Non è semplice educare i bambini per far loro capire che chi è diverso non merita per questo di essere preso in giro. Eppure il mondo che ci circonda è pieno di diversità e di ricchezza. Guidarli sin dai primi anni è molto importante, per spostare la prospettiva e rendere più aperto e meno conformista il loro sguardo sul mondo

Due ranocchi dispettosi giravano per lo stagno prendendosi gioco di tutti i suoi abitanti.

“Guarda quel fungo.. che testa grossa” e ridevano

“E quel sasso, l’hai visto.. è così grasso.”

Per ognuno avevano qualcosa su cui ridere: i pesci dello stagno, gli uccelli e perfino le piante e il muschio.
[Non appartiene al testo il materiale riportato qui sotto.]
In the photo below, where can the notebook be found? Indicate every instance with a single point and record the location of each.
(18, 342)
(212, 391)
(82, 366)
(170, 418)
Passarono di lì una libellula e una rana. Subito i ranocchi si misero a prendere in giro la libellula, con quel suo lungo corpo affusolato e le ali che si muovevano velocissime.

“Come sei brutta,” le disse un ranocchio.
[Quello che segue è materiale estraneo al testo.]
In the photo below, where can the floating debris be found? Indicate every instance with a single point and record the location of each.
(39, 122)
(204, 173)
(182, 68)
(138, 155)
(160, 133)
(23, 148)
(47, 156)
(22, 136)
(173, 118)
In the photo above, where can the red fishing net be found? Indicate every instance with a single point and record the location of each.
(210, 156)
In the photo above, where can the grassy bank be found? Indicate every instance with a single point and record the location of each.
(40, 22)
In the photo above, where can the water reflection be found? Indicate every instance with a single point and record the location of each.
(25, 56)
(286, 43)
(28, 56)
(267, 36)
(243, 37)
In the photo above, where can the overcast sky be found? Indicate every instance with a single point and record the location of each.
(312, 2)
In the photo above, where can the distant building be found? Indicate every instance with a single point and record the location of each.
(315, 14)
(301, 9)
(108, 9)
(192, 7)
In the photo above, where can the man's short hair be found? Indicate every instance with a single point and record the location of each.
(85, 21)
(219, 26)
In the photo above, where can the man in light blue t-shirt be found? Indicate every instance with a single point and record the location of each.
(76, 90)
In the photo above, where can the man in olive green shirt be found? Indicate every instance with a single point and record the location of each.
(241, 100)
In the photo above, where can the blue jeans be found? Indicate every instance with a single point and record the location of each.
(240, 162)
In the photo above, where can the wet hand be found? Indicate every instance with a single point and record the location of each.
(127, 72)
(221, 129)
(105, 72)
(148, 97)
“E come muovi male le ali: fanno un rumore orribile..”

“Certo,” disse il primo, “servono ad avvisare tutti che stai arrivando, così gli insetti possono scappare, per non vedere la tua brutta faccia.”

La libellula non sapeva che dire: invece che rispondere restò zitta, si girò dall’altra parte e corse via con gli occhi pieni di lacrime.

“Stupidi ranocchi,” li sgridò la rana. “Perché avete preso in giro la mia amica?”

“Abbiamo dovuto, farlo,” dissero loro ridendo. “E’ brutta e sarò certo anche antipatica,” disse uno. “Forse stupida,” aggiunse il secondo.

“Gli unici stupidi in questo stagno siete voi. Quella libellula è un insetto dolce e simpatico. Racconta storie divertente e suona benissimo la chitarra. In più prepara delle pizze saporite e d’estate organizza delle bellissime feste nella sua casa.”

 

I ranocchi si guardarono.. forse erano stati stupidi. Prendere in giro una libellula che avrebbe potuto diventare una buona amica.

“Non le avete neppure parlato. Correte a chiederle scusa e ricordatevi che gli insetti dello stagno sono tutti speciali: prenderli in giro è da stupidi!”